Angie Braziel

Personal information
- Born: September 18, 1976 (age 49) Odessa, Texas, U.S.
- Listed height: 6 ft 2 in (1.88 m)

Career information
- High school: Permian (Odessa, Texas)
- College: South Plains College; Texas Tech;
- WNBA draft: 1999: 4th round, 45th overall pick
- Drafted by: Charlotte Sting
- Position: Forward

Career highlights
- All-American – USBWA (1999); Second-team All-American – AP (1999); Big 12 Player of the Year (1999); Big 12 Tournament Most Outstanding Player (1999); First-team All-Big 12 (1999);
- Stats at Basketball Reference

= Angie Braziel =

American basketball player (born 1976)

Angie Braziel (born September 18, 1976) is an American former Women's National Basketball Association (WNBA) player who played two seasons with the Charlotte Sting and one with the Indiana Fever from 1999 to 2001. Her career began at Texas Tech, where she scored 1,131 points in three seasons.
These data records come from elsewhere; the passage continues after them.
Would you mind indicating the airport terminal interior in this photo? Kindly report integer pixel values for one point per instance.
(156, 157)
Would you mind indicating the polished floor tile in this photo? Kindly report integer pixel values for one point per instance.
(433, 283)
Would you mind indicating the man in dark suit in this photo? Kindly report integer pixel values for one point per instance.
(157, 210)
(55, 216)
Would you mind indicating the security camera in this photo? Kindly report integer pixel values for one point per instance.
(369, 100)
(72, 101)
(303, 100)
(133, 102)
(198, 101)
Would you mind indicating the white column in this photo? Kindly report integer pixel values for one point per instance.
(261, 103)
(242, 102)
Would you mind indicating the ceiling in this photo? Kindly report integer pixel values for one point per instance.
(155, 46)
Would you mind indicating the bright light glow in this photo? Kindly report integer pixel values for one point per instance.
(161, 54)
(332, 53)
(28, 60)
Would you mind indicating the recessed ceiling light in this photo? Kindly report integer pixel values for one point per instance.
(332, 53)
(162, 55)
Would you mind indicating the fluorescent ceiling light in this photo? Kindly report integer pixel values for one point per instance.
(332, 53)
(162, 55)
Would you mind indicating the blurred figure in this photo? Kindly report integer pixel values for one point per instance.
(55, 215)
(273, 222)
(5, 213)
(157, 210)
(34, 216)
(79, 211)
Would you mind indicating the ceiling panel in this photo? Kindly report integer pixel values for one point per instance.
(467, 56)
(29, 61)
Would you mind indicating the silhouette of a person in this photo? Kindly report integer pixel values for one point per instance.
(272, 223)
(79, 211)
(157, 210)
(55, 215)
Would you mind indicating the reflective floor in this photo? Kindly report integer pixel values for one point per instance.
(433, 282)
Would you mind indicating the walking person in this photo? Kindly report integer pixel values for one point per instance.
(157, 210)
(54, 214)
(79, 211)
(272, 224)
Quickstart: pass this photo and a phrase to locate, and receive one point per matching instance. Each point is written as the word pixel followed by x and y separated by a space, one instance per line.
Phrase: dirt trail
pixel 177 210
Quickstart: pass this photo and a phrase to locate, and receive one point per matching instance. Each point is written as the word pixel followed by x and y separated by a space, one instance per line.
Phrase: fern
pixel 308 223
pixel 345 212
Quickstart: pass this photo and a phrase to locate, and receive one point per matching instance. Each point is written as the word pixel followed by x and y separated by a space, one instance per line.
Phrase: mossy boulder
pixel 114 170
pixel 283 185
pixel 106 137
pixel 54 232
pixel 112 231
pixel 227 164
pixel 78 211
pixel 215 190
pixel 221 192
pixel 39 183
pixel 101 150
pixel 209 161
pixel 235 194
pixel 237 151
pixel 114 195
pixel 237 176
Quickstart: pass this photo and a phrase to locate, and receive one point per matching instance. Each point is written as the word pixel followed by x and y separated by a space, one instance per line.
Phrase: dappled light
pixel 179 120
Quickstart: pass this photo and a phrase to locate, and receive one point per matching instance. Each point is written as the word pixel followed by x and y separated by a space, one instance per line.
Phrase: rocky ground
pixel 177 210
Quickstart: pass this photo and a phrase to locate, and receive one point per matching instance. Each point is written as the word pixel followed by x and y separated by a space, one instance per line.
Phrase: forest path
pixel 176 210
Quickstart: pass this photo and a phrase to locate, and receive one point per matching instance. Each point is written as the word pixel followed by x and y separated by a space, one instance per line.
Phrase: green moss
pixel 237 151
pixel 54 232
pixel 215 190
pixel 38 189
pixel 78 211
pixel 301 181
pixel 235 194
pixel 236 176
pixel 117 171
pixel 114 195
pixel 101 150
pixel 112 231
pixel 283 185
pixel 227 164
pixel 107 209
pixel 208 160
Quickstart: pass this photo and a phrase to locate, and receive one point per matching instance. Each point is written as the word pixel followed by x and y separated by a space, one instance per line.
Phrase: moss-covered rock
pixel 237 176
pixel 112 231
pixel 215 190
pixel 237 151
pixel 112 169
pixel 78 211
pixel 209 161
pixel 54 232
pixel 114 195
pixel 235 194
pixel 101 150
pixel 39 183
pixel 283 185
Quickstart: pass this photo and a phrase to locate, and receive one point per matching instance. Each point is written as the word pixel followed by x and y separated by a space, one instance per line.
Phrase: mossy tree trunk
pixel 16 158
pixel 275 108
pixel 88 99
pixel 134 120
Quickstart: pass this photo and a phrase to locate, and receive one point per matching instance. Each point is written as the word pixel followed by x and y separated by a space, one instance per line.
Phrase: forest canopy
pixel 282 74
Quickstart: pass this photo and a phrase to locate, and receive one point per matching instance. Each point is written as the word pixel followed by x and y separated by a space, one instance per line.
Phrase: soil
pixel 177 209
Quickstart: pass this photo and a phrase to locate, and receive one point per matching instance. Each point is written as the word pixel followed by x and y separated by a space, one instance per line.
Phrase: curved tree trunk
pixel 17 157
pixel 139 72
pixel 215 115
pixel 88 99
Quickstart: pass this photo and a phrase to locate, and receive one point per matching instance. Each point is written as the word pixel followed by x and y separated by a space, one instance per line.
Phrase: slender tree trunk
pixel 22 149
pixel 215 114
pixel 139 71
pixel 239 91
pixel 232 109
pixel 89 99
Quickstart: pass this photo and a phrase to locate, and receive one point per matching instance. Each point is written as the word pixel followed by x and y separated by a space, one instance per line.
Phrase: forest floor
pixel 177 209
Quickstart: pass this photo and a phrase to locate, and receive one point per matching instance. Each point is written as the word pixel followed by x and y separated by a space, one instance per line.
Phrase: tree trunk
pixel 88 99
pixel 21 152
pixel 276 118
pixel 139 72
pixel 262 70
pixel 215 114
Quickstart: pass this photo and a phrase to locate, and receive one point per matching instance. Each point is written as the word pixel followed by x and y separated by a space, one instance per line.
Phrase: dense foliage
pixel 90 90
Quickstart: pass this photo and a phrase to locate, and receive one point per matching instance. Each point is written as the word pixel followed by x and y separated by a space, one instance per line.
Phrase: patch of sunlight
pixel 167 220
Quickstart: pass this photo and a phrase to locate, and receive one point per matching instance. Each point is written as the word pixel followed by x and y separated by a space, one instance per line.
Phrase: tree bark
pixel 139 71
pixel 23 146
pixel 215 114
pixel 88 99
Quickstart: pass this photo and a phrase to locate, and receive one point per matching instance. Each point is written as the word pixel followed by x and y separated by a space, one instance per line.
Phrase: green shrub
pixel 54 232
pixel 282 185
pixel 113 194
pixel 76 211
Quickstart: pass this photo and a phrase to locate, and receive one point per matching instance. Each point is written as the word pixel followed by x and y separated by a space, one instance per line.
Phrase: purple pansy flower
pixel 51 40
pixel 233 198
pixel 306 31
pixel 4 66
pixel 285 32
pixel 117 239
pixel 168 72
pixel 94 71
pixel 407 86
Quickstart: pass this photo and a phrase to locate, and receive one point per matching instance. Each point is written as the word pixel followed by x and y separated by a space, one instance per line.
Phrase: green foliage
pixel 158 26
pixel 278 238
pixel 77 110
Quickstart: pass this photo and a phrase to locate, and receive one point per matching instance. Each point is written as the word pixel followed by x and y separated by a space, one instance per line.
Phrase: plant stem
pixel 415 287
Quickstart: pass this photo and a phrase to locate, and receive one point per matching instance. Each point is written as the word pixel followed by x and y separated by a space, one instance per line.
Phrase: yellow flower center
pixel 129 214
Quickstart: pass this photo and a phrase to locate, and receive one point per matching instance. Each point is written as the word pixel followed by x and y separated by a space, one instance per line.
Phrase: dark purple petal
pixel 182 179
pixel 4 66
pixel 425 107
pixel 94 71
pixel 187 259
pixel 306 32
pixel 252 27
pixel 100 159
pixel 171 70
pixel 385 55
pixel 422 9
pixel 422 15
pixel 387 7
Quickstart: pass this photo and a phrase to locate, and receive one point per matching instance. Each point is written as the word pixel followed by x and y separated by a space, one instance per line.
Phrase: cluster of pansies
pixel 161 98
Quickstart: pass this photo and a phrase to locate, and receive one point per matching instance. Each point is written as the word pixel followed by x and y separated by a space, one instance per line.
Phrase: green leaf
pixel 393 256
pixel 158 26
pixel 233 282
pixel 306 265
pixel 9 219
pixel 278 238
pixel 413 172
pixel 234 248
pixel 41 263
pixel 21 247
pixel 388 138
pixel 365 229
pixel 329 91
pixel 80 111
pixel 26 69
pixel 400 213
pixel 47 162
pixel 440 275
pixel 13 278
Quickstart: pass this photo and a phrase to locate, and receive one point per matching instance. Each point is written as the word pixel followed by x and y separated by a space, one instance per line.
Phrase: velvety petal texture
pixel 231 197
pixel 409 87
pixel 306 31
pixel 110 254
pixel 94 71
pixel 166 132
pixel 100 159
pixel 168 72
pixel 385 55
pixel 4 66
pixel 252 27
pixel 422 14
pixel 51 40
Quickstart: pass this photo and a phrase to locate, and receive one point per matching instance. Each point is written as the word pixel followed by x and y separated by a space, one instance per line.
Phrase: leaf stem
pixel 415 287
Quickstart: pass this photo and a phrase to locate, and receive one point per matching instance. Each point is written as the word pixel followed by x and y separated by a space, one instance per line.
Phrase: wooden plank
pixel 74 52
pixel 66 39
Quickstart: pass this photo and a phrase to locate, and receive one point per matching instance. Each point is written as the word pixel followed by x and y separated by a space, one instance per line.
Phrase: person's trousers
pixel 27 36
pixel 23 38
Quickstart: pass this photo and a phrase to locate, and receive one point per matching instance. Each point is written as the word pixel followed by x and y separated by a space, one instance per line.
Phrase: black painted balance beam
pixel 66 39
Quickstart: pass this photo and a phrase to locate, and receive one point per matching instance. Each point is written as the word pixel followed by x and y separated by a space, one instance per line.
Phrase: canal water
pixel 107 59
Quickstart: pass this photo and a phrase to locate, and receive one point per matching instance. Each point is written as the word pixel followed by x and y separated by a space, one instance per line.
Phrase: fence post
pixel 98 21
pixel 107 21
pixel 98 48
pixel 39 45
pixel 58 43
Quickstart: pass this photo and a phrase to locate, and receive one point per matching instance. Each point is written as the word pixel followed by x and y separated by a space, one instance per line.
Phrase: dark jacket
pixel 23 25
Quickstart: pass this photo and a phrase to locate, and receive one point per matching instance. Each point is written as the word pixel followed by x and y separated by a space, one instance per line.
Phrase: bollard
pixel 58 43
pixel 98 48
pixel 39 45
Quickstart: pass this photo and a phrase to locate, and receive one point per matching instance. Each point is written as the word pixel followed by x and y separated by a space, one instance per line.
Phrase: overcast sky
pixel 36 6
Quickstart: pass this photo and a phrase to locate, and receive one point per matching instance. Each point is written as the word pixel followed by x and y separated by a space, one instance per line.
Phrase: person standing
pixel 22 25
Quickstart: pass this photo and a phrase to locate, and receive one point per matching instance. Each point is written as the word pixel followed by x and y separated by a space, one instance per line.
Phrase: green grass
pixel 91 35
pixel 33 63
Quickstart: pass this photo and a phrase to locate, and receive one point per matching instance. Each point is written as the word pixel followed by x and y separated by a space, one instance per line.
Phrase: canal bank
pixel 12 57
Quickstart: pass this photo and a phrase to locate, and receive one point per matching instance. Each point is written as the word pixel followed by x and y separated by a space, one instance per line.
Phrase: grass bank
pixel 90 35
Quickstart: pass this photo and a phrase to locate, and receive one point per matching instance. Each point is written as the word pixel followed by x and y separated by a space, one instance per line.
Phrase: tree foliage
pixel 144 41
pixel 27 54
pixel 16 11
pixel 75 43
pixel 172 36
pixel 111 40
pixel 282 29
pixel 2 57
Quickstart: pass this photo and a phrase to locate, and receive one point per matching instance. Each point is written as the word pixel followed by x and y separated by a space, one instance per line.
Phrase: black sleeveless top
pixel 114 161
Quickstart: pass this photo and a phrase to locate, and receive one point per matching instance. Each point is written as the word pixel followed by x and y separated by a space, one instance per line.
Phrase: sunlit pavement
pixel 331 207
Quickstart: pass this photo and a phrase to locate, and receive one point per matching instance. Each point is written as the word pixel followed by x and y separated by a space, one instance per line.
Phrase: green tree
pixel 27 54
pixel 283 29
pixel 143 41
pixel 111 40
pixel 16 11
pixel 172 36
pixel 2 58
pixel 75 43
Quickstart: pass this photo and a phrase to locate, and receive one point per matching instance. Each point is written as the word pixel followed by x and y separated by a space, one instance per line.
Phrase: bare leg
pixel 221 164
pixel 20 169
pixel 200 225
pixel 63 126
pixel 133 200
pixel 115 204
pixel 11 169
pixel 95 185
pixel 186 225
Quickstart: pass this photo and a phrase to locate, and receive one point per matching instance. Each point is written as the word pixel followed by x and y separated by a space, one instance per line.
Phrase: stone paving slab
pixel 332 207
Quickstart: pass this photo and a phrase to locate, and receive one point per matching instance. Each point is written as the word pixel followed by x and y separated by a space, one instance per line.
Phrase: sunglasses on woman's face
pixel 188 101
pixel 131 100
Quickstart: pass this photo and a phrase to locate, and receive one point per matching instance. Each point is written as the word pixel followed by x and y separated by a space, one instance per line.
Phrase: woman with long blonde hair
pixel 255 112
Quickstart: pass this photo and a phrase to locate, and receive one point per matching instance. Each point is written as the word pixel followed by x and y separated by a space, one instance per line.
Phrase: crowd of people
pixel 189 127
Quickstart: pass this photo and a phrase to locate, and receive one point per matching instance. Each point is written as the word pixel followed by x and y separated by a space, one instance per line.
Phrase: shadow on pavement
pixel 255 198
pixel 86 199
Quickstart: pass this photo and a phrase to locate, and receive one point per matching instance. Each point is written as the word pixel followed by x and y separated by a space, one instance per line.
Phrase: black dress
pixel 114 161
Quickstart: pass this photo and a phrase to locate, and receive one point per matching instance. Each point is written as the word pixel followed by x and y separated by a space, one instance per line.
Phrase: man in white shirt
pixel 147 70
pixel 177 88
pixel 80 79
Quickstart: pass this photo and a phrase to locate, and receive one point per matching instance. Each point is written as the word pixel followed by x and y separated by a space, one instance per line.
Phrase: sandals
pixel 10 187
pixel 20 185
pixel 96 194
After several injuries and at one point three operations in the span of a year, Braziel retired and returned to west Texas to coach girls' basketball in public schools.

==USA Basketball==

Braziel was named to the team representing the US at the 1998 William Jones Cup competition in Taipei, Taiwan. Braziel was the leading scorer, with 14 points, in the 67–40 win over Thailand, which sent the team to the gold medal game. She averaged 5.4 points per game over the five games.

==Career statistics==
===WNBA===

====Regular season====

| Year | Team | GP | GS | MPG | FG% | 3P% | FT% | RPG | APG | SPG | BPG | TO | PPG |
|---|---|---|---|---|---|---|---|---|---|---|---|---|---|
| 1999 | Charlotte | 7 | 0 | 5.9 | 50.0 | 0.0 | 83.3 | 1.6 | 0.4 | 0.3 | 0.0 | 0.3 | 3.4 |
| 2000 | Charlotte | 22 | 3 | 9.2 | 38.8 | 0.0 | 68.4 | 1.5 | 0.2 | 0.2 | 0.0 | 0.8 | 2.3 |
| 2001 | Indiana | 23 | 0 | 14.8 | 43.5 | 0.0 | 77.1 | 3.3 | 0.3 | 0.4 | 0.6 | 0.9 | 5.5 |
| Career | 3 years, 2 teams | 52 | 3 | 11.3 | 42.7 | 0.0 | 75.8 | 2.3 | 0.3 | 0.3 | 0.3 | 0.8 | 3.9 |

====Playoffs====

| Year | Team | GP | GS | MPG | FG% | 3P% | FT% | RPG | APG | SPG | BPG | TO | PPG |
|---|---|---|---|---|---|---|---|---|---|---|---|---|---|
| 1999 | Charlotte | 4 | 0 | 4.8 | 40.0 | 0.0 | 50.0 | 0.8 | 0.0 | 0.0 | 0.3 | 0.0 | 2.3 |
| Career | 1 year, 1 team | 4 | 0 | 4.8 | 40.0 | 0.0 | 50.0 | 0.8 | 0.0 | 0.0 | 0.3 | 0.0 | 2.3 |

===College===

| Year | Team | GP | GS | MPG | FG% | 3P% | FT% | RPG | APG | SPG | BPG | TO | PPG |
| 1997–98 | Texas Tech | 31 | - | - | 51.4 | 0.0 | 60.1 | 6.5 | 1.1 | 0.9 | 1.7 | - | 14.2 |
| 1998–99 | Texas Tech | 34 | - | - | 50.3 | 0.0 | 61.8 | 8.7 | 1.9 | 1.2 | 1.9 | - | 20.3° |
| Career |  | 65 | - | - | 50.7 | 0.0 | 61.1 | 7.6 | 1.5 | 1.0 | 1.8 | - | 17.4 |
Statistics retrieved from Sports-Reference.